Ever wonder why the same things keep happening over and over, or when will things be different? The same things happen first, because there is nothing new, and second the old stuff just keep going around and around. Things will be different when Jesus comes. Until then He is by our side and equips us to handle situations.

God is continually working on and in us to get us ready to face life's challenges. Everyday He *adds to our faith *so that we will rely and trust in Him more. He is growing our faith so daily we can have more power to stand in trying times. God *stretches our patience* level so that we are able to endure the short comings of other people. He whispers to us that, "none are perfect" to remind us that we also have faults, so that we can bear the weakness of others. A touch of *hope is added* to let us know that all of our hope is in God, because without Him there is no hope, no, way. God *multiplies our joy* because He knows that some things will come along and knock us to our knees and the only way we can stand is if we have joy that is deeply planted in our hearts. Joy isn't determined by ones circumstances. Last, God *increases our love,* He is the only one who can help us to love those who have misused, slandered, or caused us harm in some way. God isn't through with us yet so our instincts say, "hate them, God says, "love them." Thank God He keeps on working on us daily, providing us with what we need. What kind of world would it be if God was not at work in the Christian's life?

Have a Turn Around Thursday.


----------



## Mrs Backlasher (Dec 19, 2004)

Praise the Lord, that God isn't finished with us yet!

"Looking unto Jesus, the author and finisher of our faith."

"Faith cometh by hearing, and hearing by the word of God."

I thank God for the easy accessibility we have to the printed and recorded word of God, the Bible. Thank you for your post!


----------



## RP459 (May 11, 2005)

Thanks for your post. We never know what words God might give us to share with others that will reach them when they need it most.

Your thoughts were right on time. 

Give thanks to God for all things, for it is from Him that all things are given.


----------



## FishingFrank (Oct 30, 2006)

I'm new to this 2coolfishing.com, but maybe the word cool is there for a reason. I was just doing a little browsing when I ran across you folks chating about all the above when it comes to the good Lord, like I said this is some cool stuff.
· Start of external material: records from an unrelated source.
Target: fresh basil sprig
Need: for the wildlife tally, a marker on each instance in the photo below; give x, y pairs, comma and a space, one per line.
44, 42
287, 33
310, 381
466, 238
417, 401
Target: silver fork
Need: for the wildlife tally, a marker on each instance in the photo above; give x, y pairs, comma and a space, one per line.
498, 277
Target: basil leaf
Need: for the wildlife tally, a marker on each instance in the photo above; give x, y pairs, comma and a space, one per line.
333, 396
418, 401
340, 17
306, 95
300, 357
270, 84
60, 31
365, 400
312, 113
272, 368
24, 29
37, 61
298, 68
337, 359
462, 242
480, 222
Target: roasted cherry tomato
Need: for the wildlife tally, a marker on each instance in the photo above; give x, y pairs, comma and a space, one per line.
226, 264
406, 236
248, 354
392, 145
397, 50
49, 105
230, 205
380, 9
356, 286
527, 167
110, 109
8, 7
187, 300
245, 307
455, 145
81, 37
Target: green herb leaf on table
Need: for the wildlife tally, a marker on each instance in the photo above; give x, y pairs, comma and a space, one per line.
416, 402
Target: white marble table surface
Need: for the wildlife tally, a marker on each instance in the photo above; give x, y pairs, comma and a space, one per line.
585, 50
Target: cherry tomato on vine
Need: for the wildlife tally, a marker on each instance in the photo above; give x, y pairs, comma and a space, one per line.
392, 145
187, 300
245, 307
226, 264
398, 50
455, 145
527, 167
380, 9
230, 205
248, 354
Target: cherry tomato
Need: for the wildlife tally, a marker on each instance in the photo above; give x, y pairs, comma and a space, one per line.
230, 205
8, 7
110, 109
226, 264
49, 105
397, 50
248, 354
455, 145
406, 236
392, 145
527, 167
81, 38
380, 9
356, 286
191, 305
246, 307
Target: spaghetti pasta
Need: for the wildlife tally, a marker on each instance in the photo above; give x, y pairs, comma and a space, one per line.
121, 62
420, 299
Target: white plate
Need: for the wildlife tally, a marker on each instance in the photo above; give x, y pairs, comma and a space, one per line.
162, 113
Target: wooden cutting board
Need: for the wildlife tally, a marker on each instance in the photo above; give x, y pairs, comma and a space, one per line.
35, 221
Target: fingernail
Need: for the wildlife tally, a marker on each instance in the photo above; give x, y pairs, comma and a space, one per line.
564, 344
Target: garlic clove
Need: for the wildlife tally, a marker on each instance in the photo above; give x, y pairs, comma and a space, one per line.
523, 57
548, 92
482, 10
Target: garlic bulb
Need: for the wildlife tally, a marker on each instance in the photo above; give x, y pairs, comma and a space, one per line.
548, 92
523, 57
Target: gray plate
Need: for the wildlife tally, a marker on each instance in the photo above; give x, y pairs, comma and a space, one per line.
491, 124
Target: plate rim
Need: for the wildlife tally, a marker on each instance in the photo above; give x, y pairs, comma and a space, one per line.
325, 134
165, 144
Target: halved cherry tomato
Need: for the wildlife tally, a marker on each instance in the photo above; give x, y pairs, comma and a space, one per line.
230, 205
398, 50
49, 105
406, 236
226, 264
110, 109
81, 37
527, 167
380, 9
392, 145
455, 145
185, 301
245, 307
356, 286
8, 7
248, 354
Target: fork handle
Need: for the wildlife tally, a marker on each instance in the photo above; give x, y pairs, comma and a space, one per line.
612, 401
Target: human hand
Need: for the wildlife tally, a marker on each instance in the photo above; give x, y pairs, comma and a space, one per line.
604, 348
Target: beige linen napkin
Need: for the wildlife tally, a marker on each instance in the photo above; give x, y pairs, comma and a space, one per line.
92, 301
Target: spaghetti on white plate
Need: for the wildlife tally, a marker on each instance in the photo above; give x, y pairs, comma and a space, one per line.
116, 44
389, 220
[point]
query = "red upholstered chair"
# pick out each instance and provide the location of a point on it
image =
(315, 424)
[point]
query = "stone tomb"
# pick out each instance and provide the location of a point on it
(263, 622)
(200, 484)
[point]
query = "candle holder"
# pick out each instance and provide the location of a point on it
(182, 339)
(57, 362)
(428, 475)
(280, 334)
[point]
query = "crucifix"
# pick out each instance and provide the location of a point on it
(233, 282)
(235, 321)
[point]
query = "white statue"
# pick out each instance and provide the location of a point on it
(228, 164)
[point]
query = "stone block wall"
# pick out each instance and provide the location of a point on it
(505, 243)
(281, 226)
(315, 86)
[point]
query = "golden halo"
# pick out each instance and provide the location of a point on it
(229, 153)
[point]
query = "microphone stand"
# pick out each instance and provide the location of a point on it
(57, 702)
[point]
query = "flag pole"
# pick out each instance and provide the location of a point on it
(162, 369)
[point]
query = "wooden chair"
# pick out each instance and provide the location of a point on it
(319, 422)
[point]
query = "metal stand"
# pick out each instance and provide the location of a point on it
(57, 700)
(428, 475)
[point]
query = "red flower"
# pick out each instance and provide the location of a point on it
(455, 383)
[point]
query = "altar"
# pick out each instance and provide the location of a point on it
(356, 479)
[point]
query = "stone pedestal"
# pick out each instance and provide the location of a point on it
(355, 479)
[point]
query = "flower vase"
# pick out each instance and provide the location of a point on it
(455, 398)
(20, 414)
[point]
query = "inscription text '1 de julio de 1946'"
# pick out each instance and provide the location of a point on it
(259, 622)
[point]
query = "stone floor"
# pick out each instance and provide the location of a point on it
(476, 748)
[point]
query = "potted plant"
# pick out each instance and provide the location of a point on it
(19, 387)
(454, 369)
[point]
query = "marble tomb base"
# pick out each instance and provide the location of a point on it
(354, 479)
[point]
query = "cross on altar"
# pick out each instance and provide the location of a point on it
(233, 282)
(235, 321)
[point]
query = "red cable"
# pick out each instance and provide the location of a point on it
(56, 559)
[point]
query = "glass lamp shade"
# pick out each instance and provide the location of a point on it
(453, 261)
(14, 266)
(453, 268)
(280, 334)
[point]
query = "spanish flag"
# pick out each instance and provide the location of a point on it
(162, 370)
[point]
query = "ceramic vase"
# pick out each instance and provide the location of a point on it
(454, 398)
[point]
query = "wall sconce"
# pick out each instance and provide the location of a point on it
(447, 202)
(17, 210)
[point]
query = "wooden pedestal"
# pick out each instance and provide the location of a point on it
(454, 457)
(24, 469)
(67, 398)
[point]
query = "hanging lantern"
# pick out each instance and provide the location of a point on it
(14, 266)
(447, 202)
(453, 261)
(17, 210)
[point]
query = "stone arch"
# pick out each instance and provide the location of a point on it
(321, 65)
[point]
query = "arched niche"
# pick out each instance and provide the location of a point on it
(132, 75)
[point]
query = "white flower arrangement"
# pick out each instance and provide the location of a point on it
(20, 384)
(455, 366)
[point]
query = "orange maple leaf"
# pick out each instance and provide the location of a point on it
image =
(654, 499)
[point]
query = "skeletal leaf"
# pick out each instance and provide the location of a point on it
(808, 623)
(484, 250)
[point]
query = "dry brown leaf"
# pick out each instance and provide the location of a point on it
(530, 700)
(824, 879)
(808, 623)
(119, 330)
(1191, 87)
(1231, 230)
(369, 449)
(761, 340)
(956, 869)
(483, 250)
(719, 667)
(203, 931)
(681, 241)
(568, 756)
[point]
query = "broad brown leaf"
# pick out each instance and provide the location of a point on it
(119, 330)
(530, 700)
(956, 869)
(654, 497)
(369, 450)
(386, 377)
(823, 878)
May the good Lord Bless each and every one of you today and everyday.


----------



## spotted ape (Jun 19, 2005)

*thanks Frank*

Welcome aboard Frank . It is cool and my the good lord belss you also..Have a super day from the ape.........


----------



## FishingFrank (Oct 30, 2006)

Hey!!! thanks ape man, today is Friday and I will be passing through your neck of the woods this afternoon on my way to my deer lease, I'll wave as I pass by main street from 59, have a good weekend.


----------



## Mrs Backlasher (Dec 19, 2004)

Welcome, Fishing Frank! I'm glad you've come aboard. Mrs. B


----------